Written by Anders Eiler
Last updated 2026-03-19

To set up a new Google Product Feed dataset for your Herodesk AI Agent:

  • Click on AI Agents in the left-hand menu
  • Choose your AI Agent
  • Click on "Datasets" on the left-hand menu
  • Click "Add Dataset" on the top right
  • Choose "Website"

 

Your AI Agent scrapes the content of your website and learn everything it says. By doing this, it can relay that information in suggested replies and/or live chats to help answer customer questions, based on the information you have on your website.

 

Configure your Website (scrape) dataset

Training your AI Agent on data from your website. 

You must fill in the following details:

Name: An internal name describing this dataset. This is usually your domain name or something else that's easily recognisable. It is for internal use only.

Website URLs: You can add one or more URLs that will be scraped. You can only select domain names that are already part of the Email Channels you've added to your Herodesk. This is for security reasons. For each URL, enter the address you want to scrape. It can be a whole domain name, a subdomain or a specific route/page.

Exclude URLs: If there are one/more URLs you wish to exclude from being scraped, they can be entered in the next field.

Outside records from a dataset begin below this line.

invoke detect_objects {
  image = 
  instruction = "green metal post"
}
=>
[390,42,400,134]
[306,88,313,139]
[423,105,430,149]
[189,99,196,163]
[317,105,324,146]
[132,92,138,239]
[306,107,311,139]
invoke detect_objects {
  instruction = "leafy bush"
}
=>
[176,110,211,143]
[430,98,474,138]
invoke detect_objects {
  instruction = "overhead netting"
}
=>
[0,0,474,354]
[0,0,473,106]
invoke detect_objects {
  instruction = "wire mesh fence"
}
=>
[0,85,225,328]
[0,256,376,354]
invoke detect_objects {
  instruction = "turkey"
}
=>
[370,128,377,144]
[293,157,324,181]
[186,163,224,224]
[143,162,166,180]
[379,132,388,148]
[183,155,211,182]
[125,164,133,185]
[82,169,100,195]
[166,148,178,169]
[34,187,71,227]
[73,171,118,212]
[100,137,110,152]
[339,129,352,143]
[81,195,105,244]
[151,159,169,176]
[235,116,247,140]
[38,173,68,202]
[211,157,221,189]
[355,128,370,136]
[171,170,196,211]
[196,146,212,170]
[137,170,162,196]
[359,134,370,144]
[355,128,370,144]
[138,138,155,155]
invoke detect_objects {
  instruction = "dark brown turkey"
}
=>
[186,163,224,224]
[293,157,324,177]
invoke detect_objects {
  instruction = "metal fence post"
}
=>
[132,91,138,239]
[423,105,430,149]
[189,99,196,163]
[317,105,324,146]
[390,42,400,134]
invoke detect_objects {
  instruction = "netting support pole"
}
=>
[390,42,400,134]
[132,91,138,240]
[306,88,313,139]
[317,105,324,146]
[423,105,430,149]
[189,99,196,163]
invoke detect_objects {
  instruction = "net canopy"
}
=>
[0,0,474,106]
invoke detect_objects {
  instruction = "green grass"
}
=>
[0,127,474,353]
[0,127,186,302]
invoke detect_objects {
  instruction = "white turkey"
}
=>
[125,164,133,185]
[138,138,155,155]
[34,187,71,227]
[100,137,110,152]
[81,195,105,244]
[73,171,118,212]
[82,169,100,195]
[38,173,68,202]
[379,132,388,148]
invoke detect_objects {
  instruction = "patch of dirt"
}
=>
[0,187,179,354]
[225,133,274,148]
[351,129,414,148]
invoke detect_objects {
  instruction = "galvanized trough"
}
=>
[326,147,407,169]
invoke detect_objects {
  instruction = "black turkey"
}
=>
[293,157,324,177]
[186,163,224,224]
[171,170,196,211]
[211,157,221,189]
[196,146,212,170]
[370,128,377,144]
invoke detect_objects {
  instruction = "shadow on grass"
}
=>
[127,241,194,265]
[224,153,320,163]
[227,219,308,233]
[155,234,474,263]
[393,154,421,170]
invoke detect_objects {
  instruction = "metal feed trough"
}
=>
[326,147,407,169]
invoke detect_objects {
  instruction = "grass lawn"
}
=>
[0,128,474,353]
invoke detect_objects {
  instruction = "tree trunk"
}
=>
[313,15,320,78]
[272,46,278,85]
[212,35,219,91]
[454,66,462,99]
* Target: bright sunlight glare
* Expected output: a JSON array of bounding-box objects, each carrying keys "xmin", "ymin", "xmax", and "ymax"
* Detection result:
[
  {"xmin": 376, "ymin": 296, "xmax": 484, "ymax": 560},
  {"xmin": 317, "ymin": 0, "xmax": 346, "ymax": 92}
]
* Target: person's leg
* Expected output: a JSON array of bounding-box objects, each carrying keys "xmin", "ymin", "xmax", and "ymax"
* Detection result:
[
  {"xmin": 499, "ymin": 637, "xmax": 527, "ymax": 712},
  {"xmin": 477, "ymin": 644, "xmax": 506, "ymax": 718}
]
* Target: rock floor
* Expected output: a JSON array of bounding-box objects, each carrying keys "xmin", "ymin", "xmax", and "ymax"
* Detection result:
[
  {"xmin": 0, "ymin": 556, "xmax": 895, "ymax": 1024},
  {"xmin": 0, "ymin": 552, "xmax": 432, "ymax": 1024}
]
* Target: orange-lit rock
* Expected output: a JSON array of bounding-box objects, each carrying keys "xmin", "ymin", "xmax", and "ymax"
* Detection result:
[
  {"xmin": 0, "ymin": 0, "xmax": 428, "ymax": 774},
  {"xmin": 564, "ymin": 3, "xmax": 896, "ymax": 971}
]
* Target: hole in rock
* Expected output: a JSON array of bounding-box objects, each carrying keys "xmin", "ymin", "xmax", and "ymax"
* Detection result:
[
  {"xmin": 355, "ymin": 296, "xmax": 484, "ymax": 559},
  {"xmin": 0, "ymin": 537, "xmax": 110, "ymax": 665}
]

Recursive scraping: Finally, decide if you want to enable recursive scraping. If disabled, the AI agent will only scrape and index the exact URL addresses provided above. If enabled, the AI agent will start on each of the provided URL addresses above, scrape it and look for any links on that page that leads to a subpage, and repeat the scrape/index/lookup process from there.

 

Please note: It is not always desirable to simply "index everything". Sometimes "less is more", and you will get better results from picking the specific pages that contain relevant information to your customers. This could be your terms and conditions, return policy descriptions, product pages (in addition to your Google Product Feed), etc.

 

When you click "Create Dataset", your AI Agent will begin indexing and training on the URLs provided.

It can be trained at approx. 2 pages per second, so if you have many, it may take some time to be fully updated.